CFAO-FM
- Alliston, Ontario; Canada;
- Frequency: 94.7 MHz

Programming
- Format: Adult contemporary

Ownership
- Owner: Frank Rogers; (2188301 Ontario Corporation);

History
- First air date: 2009
- Last air date: 2010
- Call sign meaning: Alliston, Ontario

= CFAO-FM =

Former radio station in Alliston, Ontario

CFAO-FM was a radio station that operated at 94.7 FM in Alliston, Ontario, Canada. The station broadcast an adult contemporary format.

Owned by Frank Rogers, on behalf of a corporation to be incorporated the station was licensed on July 28, 2008.

==History==
In 2008, Rogers was licensed to operate a second radio station at Beeton with the callsign CJBT-FM. Not yet on the air, that station had until August 1, 2012, to launch, or face the cancellation of the license.

In 2009, CFAO began on-air testing. It is uncertain when the station officially launched.

As of June 25, 2010, CFAO has been shut down due to economic troubles, which led to the station's eviction from its rented studios; also during these final days of operation, the station was unable to pay wages to its staffers.

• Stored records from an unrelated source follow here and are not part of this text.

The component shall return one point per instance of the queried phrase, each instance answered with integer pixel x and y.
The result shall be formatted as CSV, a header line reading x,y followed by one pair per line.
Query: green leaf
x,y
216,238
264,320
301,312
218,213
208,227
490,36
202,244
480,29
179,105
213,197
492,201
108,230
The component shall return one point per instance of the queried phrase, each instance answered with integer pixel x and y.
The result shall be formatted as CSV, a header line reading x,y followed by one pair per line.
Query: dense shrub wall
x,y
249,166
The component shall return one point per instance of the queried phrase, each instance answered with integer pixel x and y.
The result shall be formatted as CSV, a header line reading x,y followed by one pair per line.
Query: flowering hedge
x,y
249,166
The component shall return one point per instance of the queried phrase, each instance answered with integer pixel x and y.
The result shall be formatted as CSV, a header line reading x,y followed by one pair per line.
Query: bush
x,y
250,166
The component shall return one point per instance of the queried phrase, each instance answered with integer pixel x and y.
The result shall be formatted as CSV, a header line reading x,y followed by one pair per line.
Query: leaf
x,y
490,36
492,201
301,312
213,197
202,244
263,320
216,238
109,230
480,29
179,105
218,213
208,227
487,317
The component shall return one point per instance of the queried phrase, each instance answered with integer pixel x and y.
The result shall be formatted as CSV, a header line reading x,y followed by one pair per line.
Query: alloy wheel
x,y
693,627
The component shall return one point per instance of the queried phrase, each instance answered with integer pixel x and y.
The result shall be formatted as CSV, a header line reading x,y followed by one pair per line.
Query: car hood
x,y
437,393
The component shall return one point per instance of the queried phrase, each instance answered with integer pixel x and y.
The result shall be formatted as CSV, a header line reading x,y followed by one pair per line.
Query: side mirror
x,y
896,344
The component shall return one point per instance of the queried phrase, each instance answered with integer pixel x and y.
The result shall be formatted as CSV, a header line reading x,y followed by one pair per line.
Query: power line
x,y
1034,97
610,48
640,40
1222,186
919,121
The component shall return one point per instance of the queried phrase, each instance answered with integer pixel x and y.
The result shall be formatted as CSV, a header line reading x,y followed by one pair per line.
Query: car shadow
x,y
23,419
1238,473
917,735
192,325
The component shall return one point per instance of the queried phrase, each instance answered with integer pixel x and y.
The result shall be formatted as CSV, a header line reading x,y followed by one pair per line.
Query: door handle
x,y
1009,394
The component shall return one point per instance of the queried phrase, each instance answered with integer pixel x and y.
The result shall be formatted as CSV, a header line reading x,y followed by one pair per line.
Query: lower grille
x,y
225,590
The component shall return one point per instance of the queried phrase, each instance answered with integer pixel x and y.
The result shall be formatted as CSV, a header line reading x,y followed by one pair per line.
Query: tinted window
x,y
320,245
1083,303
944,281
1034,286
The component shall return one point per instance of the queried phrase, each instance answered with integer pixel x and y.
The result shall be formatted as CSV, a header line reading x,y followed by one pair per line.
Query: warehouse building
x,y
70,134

In 2013, Rogers sought renewal of CFAO's license; however, on December 19, 2014, the CRTC denied the station's renewal, citing many violations, including remaining dark since 2011, and failing to meet numerous target dates to resume broadcasting - the most recent being April 1, 2014. An intervention report from My Broadcasting Corporation, owner of competing station CIMA-FM, cited that CFAO was only on the air for 11 months at most.